Family of Joel Acevedo demands justice during protest near home of Milwaukee Police officer Michael Mattioli

Bill Glauber Rory Linnane
Milwaukee Journal Sentinel

A little more than a month after 25-year-old Joel Acevedo died after an altercation with a Milwaukee Police officer, his family made a public declaration Friday to bring his accused killer to justice.

And the family did it at the scene of the alleged crime, the home of the man charged in the case.

“We cannot stay quiet anymore," said Jose Acevedo, Joel's father. "This is not about violence. This is about what is right.”

Milwaukee Police officer Michael Mattioli, off-duty at the time of the incident, is accused of putting Acevedo in a fatal "chokehold" during an April fight at his house and has been charged with reckless homicide.

Acevedo died of his injuries a week after the incident.

Mattioli is free after posting $50,000 bail and is expected to make his first court appearance June 24 on a charge of first-degree reckless homicide. Although suspended from the police force, he is still receiving a paycheck.

On Friday, Acevedo's family called for him to be fired immediately.

The city's Fire and Police Commission has taken over the internal investigation and will decide what discipline he will face as a result. Community leaders, including Milwaukee Mayor Tom Barrett, have called for Mattioli to be fired.

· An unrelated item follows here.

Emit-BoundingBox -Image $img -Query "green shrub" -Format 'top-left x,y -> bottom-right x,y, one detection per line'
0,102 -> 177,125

About 200 protesters, including many members of the Acevedo family, staged the rally in the 4500 block of West Cleveland Avenue in the Jackson Park neighborhood on the city's south side.

Acevedo's family members said they felt compelled to speak out in the wake of the killing of George Floyd in Minneapolis. A former Minneapolis police officer has been arrested and charged with murder in that case.

The family of Joel Acevedo gathers for a protest outside the home of Michael Mattioli, a Milwaukee police officer charged with reckless homicide in Acevedo's death.

"When I saw George Floyd's situation out in the public, I imagined my son behind closed doors," said Maribel Acevedo, Joel's mother.

She was distraught when she spoke words her son said, according to the 911 tape from the incident: "Let me go home."

"This is what we're going for — justice," she said. "What's right is right, what's wrong is wrong. The police has no authority to take life. God has all authority on the earth."

"He was fun and loving, the life of the party," Julissa Acevedo said of her brother Joel. "He was just one of a kind. No one in the world like him."

B'Ivory Lamarr, the lawyer representing the family, said they "outright rejected the narrative" that Joel was "a thief or assaulted anyone on April 19. Those accounts and those assertions are completely advanced by the suspects in this case."

Mattioli told police he woke up and saw Acevedo going through his pants pockets and that during the ensuing altercation Acevedo punched someone else in the house.

Lamarr also called for the arrest of two other individuals who were in the home and cited as witnesses in the charging documents.

"We believe that there is more than one individual involved in Joel's death," Lamarr said.

Community activist Tory Lowe, who helped organize the protest, said, "We are standing outside of this house today because this officer gets to come home and watch Netflix and order food, charged with reckless homicide ... still getting a check. Is that right?"

At the end of the rally, protesters placed six candles on the front steps of the officer's home, along with several signs, including one that read: "Mattioli You Are Not Above The Law."